The Baby Box Company was started in 2013 by Jennifer Clary and a friend who was pregnant after Ms. Clary read about Finland’s success with its baby boxes. They decided to devise an education program, called Baby Box University, that centers on a series of videos, which cover sleep safety, but also breast-feeding and the proper use of car seats, among other things. After watching the videos, expectant mothers or new parents take a short quiz and then print out a certificate of completion.

In New Jersey, parents can opt to have the baby box shipped to their home for free, or can pick it up at distribution sites like hospitals or social service agencies — and eventually public libraries.

The distribution network in New Jersey is still being developed. Cooper University Hospital was the first such site, starting its program in January.

“The plan is to have at least several distribution sites in every county,” Dr. McCans said.

In the first two weeks of the program, more than 12,000 people took the online course, according to the Baby Box Company.

The Centers for Disease Control said it did not endorse any products, including the baby box. Still, a spokeswoman for the agency, Nikki Mayes, said parents should take sufficient steps to help reduce the risks of sudden infant death.

Nationwide, about 3,700 infants died suddenly and unexpectedly in 2015, according to the agency. Such deaths have fallen significantly since the 1990s, when the American Academy of Pediatrics released safe-sleep recommendations, including urging parents to put infants to bed on their backs. Sudden infant death syndrome rates declined from 130.3 deaths per 100,000 live births in 1990 to 38.7 in 2014.

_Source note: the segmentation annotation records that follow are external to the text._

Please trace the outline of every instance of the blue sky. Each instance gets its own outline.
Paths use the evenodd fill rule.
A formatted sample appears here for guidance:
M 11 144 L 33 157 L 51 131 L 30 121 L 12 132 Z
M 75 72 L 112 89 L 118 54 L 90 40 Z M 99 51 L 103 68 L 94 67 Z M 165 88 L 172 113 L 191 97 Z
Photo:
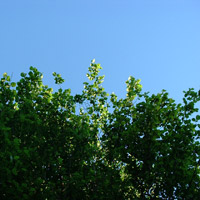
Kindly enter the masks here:
M 0 19 L 0 72 L 13 81 L 34 66 L 78 93 L 95 58 L 119 97 L 130 75 L 177 101 L 200 88 L 199 0 L 0 0 Z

While many new parents already have proper gear for their newborns, New Jersey officials say everyone can benefit from the baby box program. The boxes are a useful supplement to a bassinet or crib and can be easily transported for an overnight stay in a hotel or with grandparents.

Ms. Quiñones, 33, said she had already owned a bassinet for her 3-month-old son, Bless’n, but kept it upstairs. Before she picked up the baby box, which is now in the living room, she had to run upstairs to check on him.

“It came in handy for me,” she said.

Dr. McCans said many new parents laid a sleeping infant on a couch during the day, when family life revolves around the kitchen and living room. Couch cushions, like crib bumpers, can lead to poor air flow around a baby’s mouth.

“Ten or 15 years ago, we may not have recognized that couches were particularly dangerous,” she said. “Even if a baby turns partially, the face might not clear. If there is a gap, the baby can get wedged.”

While putting babies in cardboard boxes might strike some as too downscale, especially in an era of $1,000-and-up cribs, Dr. McCans thinks the boxes might appeal to millennials who value minimalism.

“There are a lot of people who are trying to simplify their lives,” she said. “If millennials see that this is cool and renewable and nontoxic, and if it catches their attention so they get the education in a format that is acceptable to them, then I don’t see any harm. We’re trying to target everybody.”